MANILA (Reuters) - The Philippine navy is quietly reinforcing the hull and deck of a rusting ship it ran aground on a disputed South China Sea reef in 1999 to stop it breaking apart, determined to hold the shoal as Beijing creates a string of man-made islands nearby.
Using wooden fishing boats and other small craft, the navy has run the gauntlet of the Chinese coastguard to move cement, steel, cabling and welding equipment to the BRP Sierra Madre since late last year, two navy officers who have been inside the vessel told Reuters in recent interviews.
The 100 meter-long (330-foot) tank landing ship was built for the U.S. Navy during World War Two. It was eventually transferred to the Philippine navy, which deliberately grounded it on Second Thomas Shoal to mark Manila’s claim to the reef in the Spratly archipelago of the South China Sea. A small contingent of Philippine soldiers are stationed onboard.
Manila regards Second Thomas Shoal, which lies 105 nautical miles (195 km) southwest of the Philippine region of Palawan, as being within its 200-nautical mile exclusive economic zone. China, which claims virtually all the South China Sea, says the reef is part of its territory.
“We know China has been waiting for the ship to disintegrate but we are doing everything to hold it together,” said one of the officers, adding that while the work was progressing slowly, it should be finished by the year-end.
The other naval officer said welding was being done at night because of the heat. Concrete foundations were being laid inside the ship’s hull to try to stabilize it, he added.
Without giving exact dates, both sources said they witnessed the repairs taking place earlier this year. They declined to be identified because they were not authorized to speak to the media.
The soldiers currently stationed on the ship, who are demolition experts, were doing the work, said the second source.

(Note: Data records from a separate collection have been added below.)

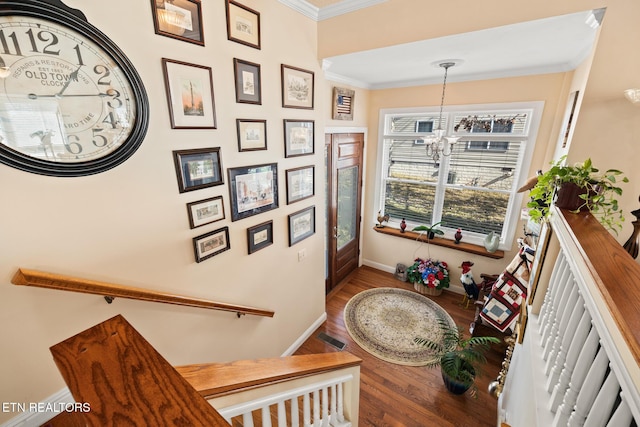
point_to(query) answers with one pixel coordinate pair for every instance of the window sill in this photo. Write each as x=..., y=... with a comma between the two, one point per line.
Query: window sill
x=462, y=246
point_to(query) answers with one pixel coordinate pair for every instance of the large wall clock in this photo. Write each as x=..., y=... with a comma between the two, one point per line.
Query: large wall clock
x=71, y=103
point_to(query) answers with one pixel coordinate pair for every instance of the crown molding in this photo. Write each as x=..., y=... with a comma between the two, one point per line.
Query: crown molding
x=336, y=9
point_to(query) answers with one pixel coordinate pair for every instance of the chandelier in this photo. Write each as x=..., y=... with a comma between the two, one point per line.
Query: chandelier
x=438, y=144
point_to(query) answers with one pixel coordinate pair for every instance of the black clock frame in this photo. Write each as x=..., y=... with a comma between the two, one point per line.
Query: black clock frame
x=75, y=20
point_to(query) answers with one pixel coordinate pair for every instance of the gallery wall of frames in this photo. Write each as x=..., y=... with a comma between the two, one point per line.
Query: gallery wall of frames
x=252, y=188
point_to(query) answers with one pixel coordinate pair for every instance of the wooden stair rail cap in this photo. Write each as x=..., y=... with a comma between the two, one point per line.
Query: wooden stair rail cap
x=126, y=381
x=65, y=283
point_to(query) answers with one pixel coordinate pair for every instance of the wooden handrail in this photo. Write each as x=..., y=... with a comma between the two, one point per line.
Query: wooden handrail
x=65, y=283
x=219, y=379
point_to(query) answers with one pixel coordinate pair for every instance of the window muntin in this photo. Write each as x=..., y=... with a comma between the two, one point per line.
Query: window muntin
x=473, y=189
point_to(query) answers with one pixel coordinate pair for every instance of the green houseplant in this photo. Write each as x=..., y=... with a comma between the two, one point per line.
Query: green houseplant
x=460, y=359
x=592, y=190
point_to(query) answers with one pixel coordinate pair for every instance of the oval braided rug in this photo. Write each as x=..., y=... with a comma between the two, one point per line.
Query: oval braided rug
x=384, y=322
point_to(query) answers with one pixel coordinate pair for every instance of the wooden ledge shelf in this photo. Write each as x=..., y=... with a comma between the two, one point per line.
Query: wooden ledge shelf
x=462, y=246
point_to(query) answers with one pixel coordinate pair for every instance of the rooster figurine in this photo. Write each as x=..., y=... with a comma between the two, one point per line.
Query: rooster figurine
x=381, y=219
x=470, y=288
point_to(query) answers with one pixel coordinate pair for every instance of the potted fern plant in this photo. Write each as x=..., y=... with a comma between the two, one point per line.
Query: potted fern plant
x=460, y=359
x=579, y=187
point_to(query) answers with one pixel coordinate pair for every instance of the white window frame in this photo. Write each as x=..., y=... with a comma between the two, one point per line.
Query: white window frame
x=529, y=137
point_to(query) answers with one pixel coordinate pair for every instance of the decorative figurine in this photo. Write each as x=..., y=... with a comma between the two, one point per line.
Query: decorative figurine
x=458, y=236
x=381, y=219
x=470, y=288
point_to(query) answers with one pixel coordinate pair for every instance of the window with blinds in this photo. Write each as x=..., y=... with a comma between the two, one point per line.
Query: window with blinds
x=473, y=188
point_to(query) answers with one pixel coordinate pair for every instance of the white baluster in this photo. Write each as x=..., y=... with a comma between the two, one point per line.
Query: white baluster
x=575, y=349
x=295, y=415
x=603, y=405
x=565, y=315
x=551, y=331
x=266, y=416
x=622, y=417
x=589, y=391
x=585, y=360
x=282, y=414
x=306, y=410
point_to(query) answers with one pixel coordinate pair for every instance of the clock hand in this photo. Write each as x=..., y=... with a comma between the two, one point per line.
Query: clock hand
x=73, y=76
x=34, y=96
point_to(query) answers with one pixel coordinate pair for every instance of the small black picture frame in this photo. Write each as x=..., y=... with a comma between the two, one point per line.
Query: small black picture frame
x=198, y=168
x=259, y=236
x=302, y=224
x=211, y=244
x=253, y=190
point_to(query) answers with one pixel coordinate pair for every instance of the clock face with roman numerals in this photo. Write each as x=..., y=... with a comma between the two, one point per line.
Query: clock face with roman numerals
x=71, y=103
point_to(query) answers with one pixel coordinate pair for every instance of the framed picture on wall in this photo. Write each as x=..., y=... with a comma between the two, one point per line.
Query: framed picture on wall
x=179, y=19
x=211, y=244
x=205, y=211
x=302, y=224
x=298, y=137
x=253, y=190
x=259, y=236
x=248, y=84
x=243, y=24
x=189, y=90
x=297, y=87
x=343, y=100
x=300, y=183
x=252, y=134
x=198, y=168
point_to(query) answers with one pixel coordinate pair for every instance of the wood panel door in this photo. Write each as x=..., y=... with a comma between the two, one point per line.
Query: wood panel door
x=344, y=184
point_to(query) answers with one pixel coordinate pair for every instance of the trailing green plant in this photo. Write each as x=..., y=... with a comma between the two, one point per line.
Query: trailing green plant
x=431, y=230
x=458, y=357
x=599, y=196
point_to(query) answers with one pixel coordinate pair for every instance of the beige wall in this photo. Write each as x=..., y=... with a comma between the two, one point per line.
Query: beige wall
x=129, y=225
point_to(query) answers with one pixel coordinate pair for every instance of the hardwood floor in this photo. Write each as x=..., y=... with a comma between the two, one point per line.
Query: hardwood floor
x=396, y=395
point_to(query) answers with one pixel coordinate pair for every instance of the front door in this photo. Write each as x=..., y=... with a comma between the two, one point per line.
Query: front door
x=344, y=184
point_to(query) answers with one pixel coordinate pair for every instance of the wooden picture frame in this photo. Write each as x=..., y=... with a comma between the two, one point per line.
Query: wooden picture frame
x=211, y=244
x=190, y=97
x=343, y=100
x=178, y=19
x=205, y=211
x=300, y=183
x=243, y=24
x=259, y=236
x=198, y=168
x=253, y=190
x=302, y=224
x=297, y=87
x=248, y=82
x=299, y=137
x=252, y=134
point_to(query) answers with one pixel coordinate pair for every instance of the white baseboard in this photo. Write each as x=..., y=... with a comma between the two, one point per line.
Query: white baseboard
x=37, y=418
x=310, y=330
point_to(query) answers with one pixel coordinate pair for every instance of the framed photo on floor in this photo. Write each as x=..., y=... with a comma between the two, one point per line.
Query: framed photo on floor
x=198, y=168
x=302, y=224
x=253, y=190
x=300, y=183
x=179, y=19
x=243, y=24
x=297, y=87
x=248, y=84
x=252, y=134
x=298, y=137
x=259, y=236
x=205, y=211
x=189, y=90
x=211, y=244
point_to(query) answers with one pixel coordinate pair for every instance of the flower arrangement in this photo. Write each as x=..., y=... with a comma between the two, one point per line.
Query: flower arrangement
x=432, y=273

Just to the west of Second Thomas Shoal is Mischief Reef, one of seven coral formations in the Spratlys that China is rapidly turning into islands that Beijing says will have undefined military purposes.
Vietnam, Malaysia, Taiwan and Brunei also have overlapping claims to the Spratly waterway, which is some 1,100 km (680 miles) from the Chinese mainland.
Asked about the repairs, Philippine Foreign Ministry spokesman Charles Jose declined to comment. But such work would not violate an informal code of conduct signed in 2002 by China and Southeast Asian states that prohibited any change to the status quo in disputed areas, he said.
“In our view, repairs and maintenance of existing facilities are allowed ... especially if such repairs and maintenance work are for the safety of our personnel and safety of navigation,” Jose added.
The Philippine Defense Ministry declined to comment.
China’s Defense and Foreign Ministries did not respond to a request for comment.
A Philippine general familiar with the repairs told Reuters the ship’s hull and deck were being strengthened, and air-conditioning units added.
“We are improving the living quarters inside, to make life for our soldiers more comfortable,” he said, declining to give further details about the repairs or be identified.
Pictures taken by a Reuters photographer who sailed to the BRP Sierra Madre with other media in March last year show a pockmarked vessel covered in rust, sitting on the permanently submerged reef but listing slightly to one side. Much of the boat’s hull is visible.
BUT STILL ON ACTIVE DUTY
Besides being a military outpost, the BRP Sierra Madre is also a commissioned Philippine navy ship.
That means Manila could request U.S. military assistance under a decades-old security treaty with Washington if the ship was attacked, said senior Philippine military officials.
“Even if it’s covered with rust, it will remain an active duty commissioned navy ship. It’s a symbol of our sovereignty,” said the Philippine general.
Second Thomas Shoal illustrates the mismatch in power between the Philippines and China.
Since the start of 2014, the Philippine navy’s regular attempts to re-supply soldiers on the BRP Sierra Madre with food and water have become a cat-and-mouse routine, with large Chinese coastguard vessels on patrol in the area trying to block the path of the smaller Philippine boats, naval officials said.
The Philippine vessels have always gotten through by making a run for the shoal’s shallow waters, which aren’t deep enough for the Chinese coastguard, naval officials said. The tear-shaped shoal itself is large, some 10-11 nautical miles from top to bottom.
Zhang Baohui, a mainland security expert at Hong Kong’s Lingnan University, said Beijing would be angry about the repairs, adding that Chinese ships would probably continue their “menacing” tactics. But they would not do anything that could be considered an act of war, Zhang said.
“The larger geo-strategic context is more important than Second Thomas Shoal,” he said.